La idea del ingeniero atildado, que construyó una carrera política a base de triunfos desde 2005, con un equipo de asesores infalibles detrás y con cada movimiento a ejecutarse previamente estudiado y planificado se desvaneció frente a resultados por debajo de los esperados, focos discursivos erráticos y falta de coordinación. Justo en el momento en que era imprescindible dar señales de estabilidad y de certidumbre. Sucumbió ante una visión cortoplacista y optimista (exagerada, en ambos casos) que nació de dos supuestos equivocados: que las campañas nacionales eran tan sencillas como las que había enfrentado en CABA, y que habría de perdurar el clima de opinión imperante en febrero y marzo de este año, en pleno climax post Nisman, donde un sector mayoritario de la sociedad se habría expresado, de acuerdo a los oráculos del PRO, abiertamente a favor de un cambio muy profundo.
Este análisis no tuvo en cuenta que en la ciudad que gobernó ocho años se concentra el número más significativo de antikirchneristas, tanto de centro derecha como de centro izquierda, todos dispuestos a votar a Macri antes que ungir a cualquier K. Pudo aspirar a construir una coalición que incluyera al votante progresista no kirchnerista en segunda vuelta, convertir a Scioli en su Daniel Filmus de esta elección, pero en lugar de mover esas fichas de manera pragmática, se mostró dubitativo y llega ahora a la recta final con la necesidad de redefinir estrategias y líneas discursivas.
Otra interesante paradoja involucra a Sergio Massa. Fue quien mejor entendió en un principio cómo se iban a desarrollar estas elecciones y cómo se iban a desplegar las preferencias de los ciudadanos. Así definió, mientras sus dos oponentes se debatían férreamente entre continuidad y cambio, “la gran avenida del medio”. Pero esa avenida tardó en tener suficiente tránsito, y en el ínterin el Frente Renovador sufrió la defección de muchos dirigentes destacados.

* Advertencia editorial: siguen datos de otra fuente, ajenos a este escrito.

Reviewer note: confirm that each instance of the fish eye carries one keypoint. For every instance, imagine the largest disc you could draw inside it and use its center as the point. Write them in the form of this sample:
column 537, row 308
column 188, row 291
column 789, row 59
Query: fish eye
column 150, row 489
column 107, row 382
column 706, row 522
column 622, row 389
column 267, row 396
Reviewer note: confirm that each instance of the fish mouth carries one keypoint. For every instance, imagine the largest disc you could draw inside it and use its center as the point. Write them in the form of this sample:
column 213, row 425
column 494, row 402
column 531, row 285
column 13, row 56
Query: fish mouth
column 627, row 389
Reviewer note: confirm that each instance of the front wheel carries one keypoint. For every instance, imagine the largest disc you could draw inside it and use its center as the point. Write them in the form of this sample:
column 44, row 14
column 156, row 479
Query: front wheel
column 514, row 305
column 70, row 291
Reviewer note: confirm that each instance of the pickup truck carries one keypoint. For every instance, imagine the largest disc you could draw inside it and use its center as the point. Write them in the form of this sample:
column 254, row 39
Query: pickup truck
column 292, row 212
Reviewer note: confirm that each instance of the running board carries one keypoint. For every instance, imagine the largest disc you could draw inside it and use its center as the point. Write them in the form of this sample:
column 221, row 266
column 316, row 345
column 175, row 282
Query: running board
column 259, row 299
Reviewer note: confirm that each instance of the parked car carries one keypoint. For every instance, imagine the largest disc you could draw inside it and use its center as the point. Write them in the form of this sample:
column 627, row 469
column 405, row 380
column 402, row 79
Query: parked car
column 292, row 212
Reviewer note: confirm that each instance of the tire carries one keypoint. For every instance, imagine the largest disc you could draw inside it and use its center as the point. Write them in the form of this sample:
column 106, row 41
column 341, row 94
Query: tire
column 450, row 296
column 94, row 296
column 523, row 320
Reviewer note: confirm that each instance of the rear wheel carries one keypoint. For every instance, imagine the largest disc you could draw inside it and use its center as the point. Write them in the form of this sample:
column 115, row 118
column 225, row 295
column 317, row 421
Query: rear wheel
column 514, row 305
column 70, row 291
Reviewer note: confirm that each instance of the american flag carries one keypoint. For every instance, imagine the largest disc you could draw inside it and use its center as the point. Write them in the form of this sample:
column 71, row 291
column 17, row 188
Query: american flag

La inteligencia analítica de Massa no se vio reflejada en su capacidad de construcción política. Quiso ser su propio jefe de campaña y construir personalmente las alianzas, pero su avenida se hizo de doble mano: muchos de los intendentes y líderes políticos que le juraron lealtad, un par de meses después volvieron hacer lo mismo, pero a alguno de sus competidores. Hasta ahora no logró capitalizar esa aguda visión de avanzada, mientras que sus contrincantes, que acomodan el cambio y la continuidad hacia un término medio, parecen estar mejor posicionados.
Este conjunto variopinto y singular de condimentos le agregan a la campaña un dramatismo inusitado. Pero no por el nivel de discusión ni por los ricos y profundos debates sobre inseguridad, la inflación, el tipo de cambio y otros temas esenciales para la ciudadanía. El interés lo generan sobre todos los problemas internos de los bloques políticos, los errores de los líderes y las dificultades de coordinación de las diferentes coaliciones. De como se desarrolle esta trama tan argentina, a menudo amateur, bastantenaive y con preocupantes dosis de improvisación, dependerá nada menos que el nombre del próximo presidente y la naturaleza inicial de su gobierno.